A world with much less work

from The Guardian’s A Long Read 26i18

In 1979, Bernard Lefkowitz, then a well-known American journalist, published Breaktime: Living Without Work in a Nine to Five World, a book based on interviews with 100 people who had given up their jobs. He found a former architect who tinkered with houseboats and bartered; an ex-reporter who canned his own tomatoes and listened to a lot of opera; and a former cleaner who enjoyed lie-ins and a sundeck overlooking the Pacific. Many of the interviewees were living in California, and despite moments of drift and doubt, they reported new feelings of “wholeness” and “openness to experience”.
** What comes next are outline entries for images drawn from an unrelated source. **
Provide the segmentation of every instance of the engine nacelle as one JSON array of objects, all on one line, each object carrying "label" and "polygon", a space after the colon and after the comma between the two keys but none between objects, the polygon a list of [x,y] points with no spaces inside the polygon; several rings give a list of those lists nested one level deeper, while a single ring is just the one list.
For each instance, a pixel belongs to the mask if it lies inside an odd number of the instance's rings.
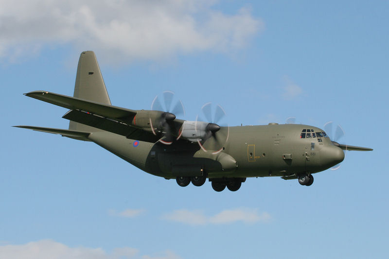
[{"label": "engine nacelle", "polygon": [[207,134],[207,126],[204,121],[185,121],[181,127],[180,138],[191,141],[201,141]]}]

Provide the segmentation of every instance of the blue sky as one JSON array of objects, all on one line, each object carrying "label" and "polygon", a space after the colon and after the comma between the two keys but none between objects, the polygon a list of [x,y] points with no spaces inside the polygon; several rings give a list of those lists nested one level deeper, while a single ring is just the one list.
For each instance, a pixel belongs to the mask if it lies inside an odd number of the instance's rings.
[{"label": "blue sky", "polygon": [[[93,2],[94,3],[94,2]],[[0,1],[0,258],[384,258],[389,4],[385,1]],[[170,90],[185,119],[220,104],[230,125],[344,129],[340,169],[309,188],[248,179],[237,192],[179,187],[92,143],[11,127],[67,128],[94,51],[112,104],[148,109]]]}]

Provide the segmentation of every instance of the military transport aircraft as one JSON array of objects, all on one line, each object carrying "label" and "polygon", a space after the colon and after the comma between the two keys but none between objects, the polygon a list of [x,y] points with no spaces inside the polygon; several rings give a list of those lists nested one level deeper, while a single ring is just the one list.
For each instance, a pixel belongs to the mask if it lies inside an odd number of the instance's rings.
[{"label": "military transport aircraft", "polygon": [[[69,128],[16,127],[94,142],[149,173],[176,179],[182,187],[191,182],[201,186],[208,178],[216,191],[226,187],[236,191],[247,177],[264,176],[297,179],[309,186],[312,174],[343,160],[344,150],[372,150],[331,141],[324,130],[307,125],[221,126],[216,119],[183,121],[161,109],[112,105],[90,51],[81,54],[73,97],[46,91],[24,94],[69,109],[62,117],[70,121]],[[178,103],[172,111],[181,105]],[[220,117],[224,112],[218,106],[215,113]]]}]

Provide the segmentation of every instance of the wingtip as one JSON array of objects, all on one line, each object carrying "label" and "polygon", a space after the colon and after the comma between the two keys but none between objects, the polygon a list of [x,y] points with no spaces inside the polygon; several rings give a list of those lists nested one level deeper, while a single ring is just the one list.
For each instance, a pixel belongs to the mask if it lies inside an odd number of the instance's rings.
[{"label": "wingtip", "polygon": [[45,93],[49,93],[49,92],[47,91],[43,91],[42,90],[40,90],[39,91],[32,91],[31,92],[29,92],[28,93],[23,94],[24,95],[26,95],[28,96],[29,95],[32,95],[35,94],[45,94]]}]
By the end of the 70s, it was possible to believe that the relatively recent supremacy of work might be coming to an end in the more comfortable parts of the west. Labour-saving computer technologies were becoming widely available for the first time. Frequent strikes provided highly public examples of work routines being interrupted and challenged. And crucially, wages were high enough, for most people, to make working less a practical possibility.

Instead, the work ideology was reimposed. During the 80s, the aggressively pro-business governments of Margaret Thatcher and Ronald Reagan strengthened the power of employers, and used welfare cuts and moralistic rhetoric to create a much harsher environment for people without jobs. David Graeber, who is an anarchist as well as an anthropologist, argues that these policies were motivated by a desire for social control. After the political turbulence of the 60s and 70s, he says, “Conservatives freaked out at the prospect of everyone becoming hippies and abandoning work. They thought: ‘What will become of the social order?’”

It sounds like a conspiracy theory, but Hunnicutt, who has studied the ebb and flow of work in the west for almost 50 years, says Graeber has a point: “I do think there is a fear of freedom – a fear among the powerful that people might find something better to do than create profits for capitalism.”